Com o título “Mulheres que moldam”, eis artigo de Suzete Nocrato, jornalista e mestra em Comunicação Social pela Universidade Federal do Ceará. Um belo texto neste Mês das Mães.
Confira:
Sou feita de mulheres fortes. Dessas que travaram uma luta silenciosa, repetida e diária contra as imposições que as apertavam, o medo que rondava e os julgamentos que tentavam impedir seu caminhar.
Sou parte das que lutavam ficando, mesmo quando o sentir era pouco e a obrigação transbordava, ou quando sorrir era um ato de resistência contra a dor que inundava o peito e apertava o coração. Das que ficavam mesmo atravessadas por incertezas e pelas fragilidades do querer.
Eu carrego também um pedaço das que lutavam partindo. Sem pedirem licença para existir nem recuar diante dos julgamentos. Escolhiam a liberdade, o viver. Apesar do medo, partiam com a coragem que nascia onde tudo parecia ruir.
Muitas tropeçavam, outras caíam. Mas a cada tropeço, se impulsionavam para seguir adiante. Nas quedas, não esperavam mãos estendidas. Erguiam-se, determinadas, com o olhar firme em meio a um caminho de incertezas. Parecia que a dor doída fortalecia o propósito.
Mas, nesse caminhar torto e rebelde, havia ternura. No olhar amoroso, no abraço forte, no atender às necessidades dos filhos, no sonhar compartilhado, no cuidar, na doação, no apoiar sem julgar, no ensinar o valor da vida.

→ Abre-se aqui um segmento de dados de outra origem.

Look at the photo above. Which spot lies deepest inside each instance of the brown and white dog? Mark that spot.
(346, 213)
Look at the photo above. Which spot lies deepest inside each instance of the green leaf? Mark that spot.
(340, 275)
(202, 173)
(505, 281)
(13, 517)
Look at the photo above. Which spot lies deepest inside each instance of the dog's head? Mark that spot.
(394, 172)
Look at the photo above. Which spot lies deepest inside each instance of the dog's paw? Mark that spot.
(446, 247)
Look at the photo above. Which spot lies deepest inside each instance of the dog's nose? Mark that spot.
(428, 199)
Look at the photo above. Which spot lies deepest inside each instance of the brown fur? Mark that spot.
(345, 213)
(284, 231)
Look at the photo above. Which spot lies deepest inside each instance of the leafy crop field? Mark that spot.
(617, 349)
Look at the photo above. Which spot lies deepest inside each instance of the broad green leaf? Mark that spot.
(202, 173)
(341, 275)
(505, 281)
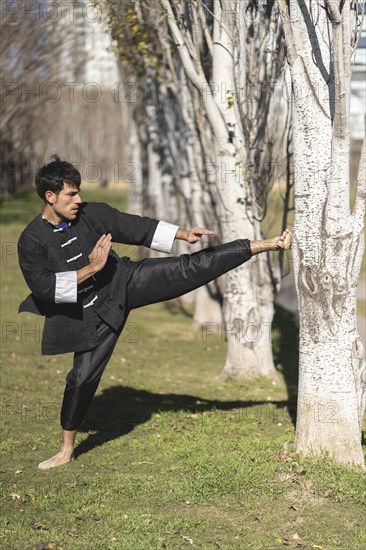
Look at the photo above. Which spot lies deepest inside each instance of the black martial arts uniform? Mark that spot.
(88, 318)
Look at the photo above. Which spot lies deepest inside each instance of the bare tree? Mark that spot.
(329, 235)
(221, 106)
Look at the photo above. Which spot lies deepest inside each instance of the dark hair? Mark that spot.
(52, 176)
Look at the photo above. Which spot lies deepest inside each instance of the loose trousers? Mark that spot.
(149, 281)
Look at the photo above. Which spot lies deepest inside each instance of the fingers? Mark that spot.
(199, 231)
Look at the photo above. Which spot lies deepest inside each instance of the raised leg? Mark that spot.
(158, 279)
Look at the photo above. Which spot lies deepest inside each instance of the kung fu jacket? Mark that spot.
(50, 257)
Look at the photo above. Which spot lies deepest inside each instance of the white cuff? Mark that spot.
(66, 287)
(164, 237)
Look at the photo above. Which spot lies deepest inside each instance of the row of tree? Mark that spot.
(207, 131)
(47, 105)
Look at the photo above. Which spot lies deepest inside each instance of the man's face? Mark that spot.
(66, 203)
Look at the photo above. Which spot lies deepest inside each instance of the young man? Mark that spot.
(86, 291)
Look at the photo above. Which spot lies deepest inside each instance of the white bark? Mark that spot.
(329, 241)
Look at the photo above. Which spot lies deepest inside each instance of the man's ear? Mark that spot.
(50, 197)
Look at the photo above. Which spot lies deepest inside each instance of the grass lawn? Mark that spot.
(169, 456)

Neste mês de maio, quando reverenciamos as mães — presentes, solos, ausentes, as que carregam culpas, as tias que se fizeram mães, as livres, as trabalhadoras, as feministas — partilho minha gratidão às mulheres de minha família, aquelas que vieram antes de mim nessa jornada terrena. Volto também o coração à Maria, a quem sou devota, e recorro ao seu olhar para meus filhos e minha netinha.

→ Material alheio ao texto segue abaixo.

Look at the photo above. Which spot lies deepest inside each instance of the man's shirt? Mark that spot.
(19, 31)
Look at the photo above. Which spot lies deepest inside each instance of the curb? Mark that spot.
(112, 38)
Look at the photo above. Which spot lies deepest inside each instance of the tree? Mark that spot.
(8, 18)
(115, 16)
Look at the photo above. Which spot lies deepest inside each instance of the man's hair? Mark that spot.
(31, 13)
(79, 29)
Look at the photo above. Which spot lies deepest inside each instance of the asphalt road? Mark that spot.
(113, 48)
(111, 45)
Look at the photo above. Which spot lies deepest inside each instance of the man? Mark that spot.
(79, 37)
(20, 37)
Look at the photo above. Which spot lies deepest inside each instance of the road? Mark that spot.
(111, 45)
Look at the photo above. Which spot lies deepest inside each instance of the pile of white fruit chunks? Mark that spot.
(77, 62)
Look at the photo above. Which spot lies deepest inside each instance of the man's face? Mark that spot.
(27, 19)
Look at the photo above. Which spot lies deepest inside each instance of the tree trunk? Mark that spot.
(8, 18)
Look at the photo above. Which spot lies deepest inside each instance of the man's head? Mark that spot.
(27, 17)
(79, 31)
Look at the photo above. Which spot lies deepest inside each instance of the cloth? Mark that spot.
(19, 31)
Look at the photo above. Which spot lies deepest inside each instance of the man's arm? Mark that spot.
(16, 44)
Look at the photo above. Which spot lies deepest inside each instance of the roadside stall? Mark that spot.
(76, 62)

Tenho buscado honrá-las no exercício diário do maternar. Honro minha bisavó Flora pela fé serena de que somos assistidos por seres luminosos; minha avó materna pela firmeza das decisões, sem perder a leveza do amar os seus e a tantos que se achegavam; minha avó paterna que rompeu as amarras de seu tempo e ousou voar além do que lhe foi permitido sonhar.
Honro minha mãe pela beleza da doação, da doçura e pela fé que nunca vacila; a duas tias-mães, uma já retornou ao plano espiritual, por ensinarem que coragem e ternura podem caminhar juntas.
Sou feita dessas mulheres. Das que ficaram e partiram. E de todas que reinventaram o próprio existir.
*Suzete Nocrato
Jornalista e mestre em Comunicação Social pela Universidade Federal do Ceará.